I had Covid at the start of Feb, was only positive for 5-6 days. Didn't feel too bad at the time.
The following week (when I was negative again), I had terrible headaches, to the point that I couldn't work and just laid in bed for three days.
6 months on I am still experiencing headaches, brain fog, massive fatigue.
A fortnight ago I did a slow Parkrun, having felt quite a lot better for a couple of weeks. I was subsequently very headachey for the whole week and still have a constant, low-level headache now.
Any upright activities (walking/running/standing) seem worse/harder than more recumbent/horizontal activities (cycling or swimming - albeit gently)
I finally had a chat with the GP last week and have been referred to the Long Covid Clinic (whatever that means). I've had a chest xray and more blood tests and I guess I'm awaiting an appointment now. -
On this point, as @Quincy says (and assuming like me there is no known respiratory damage) the advice I was given at clinic boils down to something like:
'find out what you can do each day (mental as well as physical) and then do significantly less than that'.

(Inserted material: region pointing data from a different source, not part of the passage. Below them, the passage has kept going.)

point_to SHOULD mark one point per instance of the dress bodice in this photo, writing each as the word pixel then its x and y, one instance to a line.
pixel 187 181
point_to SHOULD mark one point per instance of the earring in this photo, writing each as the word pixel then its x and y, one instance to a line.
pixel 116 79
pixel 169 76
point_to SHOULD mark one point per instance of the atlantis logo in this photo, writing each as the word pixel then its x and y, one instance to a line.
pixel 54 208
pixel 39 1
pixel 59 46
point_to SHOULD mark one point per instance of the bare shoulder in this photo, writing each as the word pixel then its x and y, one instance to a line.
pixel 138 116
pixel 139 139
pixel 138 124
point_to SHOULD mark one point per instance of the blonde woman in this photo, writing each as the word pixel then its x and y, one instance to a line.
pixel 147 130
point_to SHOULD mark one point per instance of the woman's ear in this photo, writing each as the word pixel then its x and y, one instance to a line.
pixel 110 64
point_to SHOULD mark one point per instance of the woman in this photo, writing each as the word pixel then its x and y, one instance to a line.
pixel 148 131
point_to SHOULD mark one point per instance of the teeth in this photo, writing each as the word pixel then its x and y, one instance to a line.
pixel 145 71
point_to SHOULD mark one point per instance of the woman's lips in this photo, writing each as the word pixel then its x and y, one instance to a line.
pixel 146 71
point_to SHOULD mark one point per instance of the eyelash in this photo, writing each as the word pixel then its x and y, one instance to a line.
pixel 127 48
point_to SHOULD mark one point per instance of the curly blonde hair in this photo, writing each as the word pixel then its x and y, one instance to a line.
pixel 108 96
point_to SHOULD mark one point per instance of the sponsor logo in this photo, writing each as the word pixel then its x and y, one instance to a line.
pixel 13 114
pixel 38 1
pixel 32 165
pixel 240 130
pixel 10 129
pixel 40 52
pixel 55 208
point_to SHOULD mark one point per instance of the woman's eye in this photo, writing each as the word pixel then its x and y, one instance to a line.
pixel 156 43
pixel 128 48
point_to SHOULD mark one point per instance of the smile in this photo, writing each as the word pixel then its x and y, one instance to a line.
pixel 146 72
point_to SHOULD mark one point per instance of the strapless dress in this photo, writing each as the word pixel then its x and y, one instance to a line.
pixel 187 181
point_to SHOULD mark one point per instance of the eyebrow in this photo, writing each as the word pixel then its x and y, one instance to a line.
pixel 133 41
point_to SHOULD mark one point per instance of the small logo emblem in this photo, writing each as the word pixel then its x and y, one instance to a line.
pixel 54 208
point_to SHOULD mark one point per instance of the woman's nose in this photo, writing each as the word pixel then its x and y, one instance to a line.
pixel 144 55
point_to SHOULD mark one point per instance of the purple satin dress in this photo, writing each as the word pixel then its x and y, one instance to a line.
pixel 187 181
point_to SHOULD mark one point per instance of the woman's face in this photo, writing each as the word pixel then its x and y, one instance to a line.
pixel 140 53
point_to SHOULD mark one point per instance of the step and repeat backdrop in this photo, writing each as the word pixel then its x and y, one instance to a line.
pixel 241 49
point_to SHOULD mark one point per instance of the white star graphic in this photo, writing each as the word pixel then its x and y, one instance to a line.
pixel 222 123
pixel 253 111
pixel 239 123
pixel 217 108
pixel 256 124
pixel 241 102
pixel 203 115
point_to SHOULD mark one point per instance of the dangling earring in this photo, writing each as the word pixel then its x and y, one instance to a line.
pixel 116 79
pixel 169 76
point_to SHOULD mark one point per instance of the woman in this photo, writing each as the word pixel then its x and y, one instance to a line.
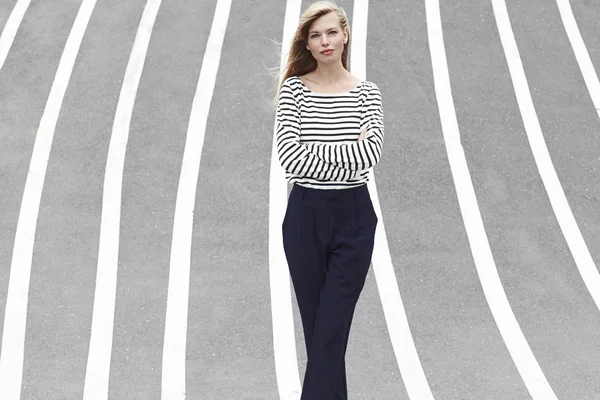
pixel 329 134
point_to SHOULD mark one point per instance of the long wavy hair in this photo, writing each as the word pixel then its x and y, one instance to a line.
pixel 299 60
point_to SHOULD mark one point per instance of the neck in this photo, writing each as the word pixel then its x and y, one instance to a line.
pixel 330 73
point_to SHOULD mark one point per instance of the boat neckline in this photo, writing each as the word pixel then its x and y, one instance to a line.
pixel 356 88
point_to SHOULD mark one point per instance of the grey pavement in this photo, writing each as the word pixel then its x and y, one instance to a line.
pixel 230 336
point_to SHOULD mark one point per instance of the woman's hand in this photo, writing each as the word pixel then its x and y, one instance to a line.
pixel 363 134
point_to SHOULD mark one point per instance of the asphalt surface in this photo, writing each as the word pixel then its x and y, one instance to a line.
pixel 230 337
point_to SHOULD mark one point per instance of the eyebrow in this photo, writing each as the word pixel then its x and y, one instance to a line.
pixel 325 30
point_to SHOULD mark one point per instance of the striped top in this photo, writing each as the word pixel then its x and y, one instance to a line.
pixel 317 134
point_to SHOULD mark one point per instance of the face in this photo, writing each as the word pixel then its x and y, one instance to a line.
pixel 326 39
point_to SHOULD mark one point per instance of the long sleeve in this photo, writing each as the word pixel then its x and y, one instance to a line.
pixel 294 156
pixel 360 155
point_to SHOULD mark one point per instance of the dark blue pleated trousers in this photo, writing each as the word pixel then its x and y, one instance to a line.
pixel 328 238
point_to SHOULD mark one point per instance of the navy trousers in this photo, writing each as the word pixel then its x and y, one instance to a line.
pixel 328 238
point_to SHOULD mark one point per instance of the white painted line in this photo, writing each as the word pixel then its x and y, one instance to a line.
pixel 284 338
pixel 175 339
pixel 583 58
pixel 383 269
pixel 15 317
pixel 562 210
pixel 509 328
pixel 98 363
pixel 10 29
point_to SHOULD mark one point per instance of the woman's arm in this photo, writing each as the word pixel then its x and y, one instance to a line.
pixel 294 156
pixel 363 154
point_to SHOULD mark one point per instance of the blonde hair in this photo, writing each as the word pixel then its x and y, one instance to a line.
pixel 299 59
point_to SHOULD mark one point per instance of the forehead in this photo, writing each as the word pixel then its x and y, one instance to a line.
pixel 325 22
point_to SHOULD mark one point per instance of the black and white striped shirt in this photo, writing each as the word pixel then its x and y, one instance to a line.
pixel 317 134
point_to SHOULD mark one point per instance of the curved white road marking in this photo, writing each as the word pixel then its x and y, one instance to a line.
pixel 10 29
pixel 508 325
pixel 393 307
pixel 15 317
pixel 175 339
pixel 98 363
pixel 583 58
pixel 284 338
pixel 558 200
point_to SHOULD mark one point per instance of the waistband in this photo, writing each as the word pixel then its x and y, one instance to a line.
pixel 350 193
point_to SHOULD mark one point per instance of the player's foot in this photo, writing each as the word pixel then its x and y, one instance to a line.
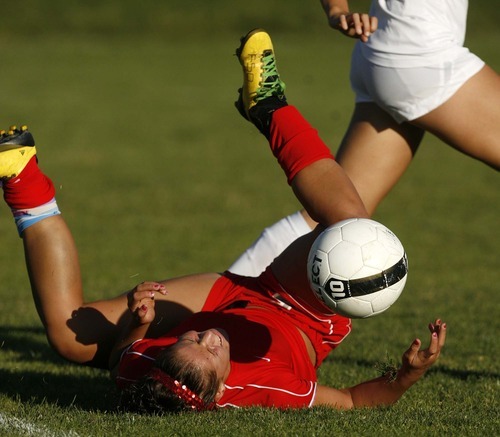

Thing is I'd just learnt this the hard way by gradually recovering for about 5 months, then feeling significantly better, and ramping exercise/responsibility/travel up too soon... put myself back by months.
Six weeks ago my wife had covid, tested positive for two weeks but has been left very run down ever since. Low energy, struggling to maintain focus, and gets worn out by simple tasks.
Any suggestions on how to improve this?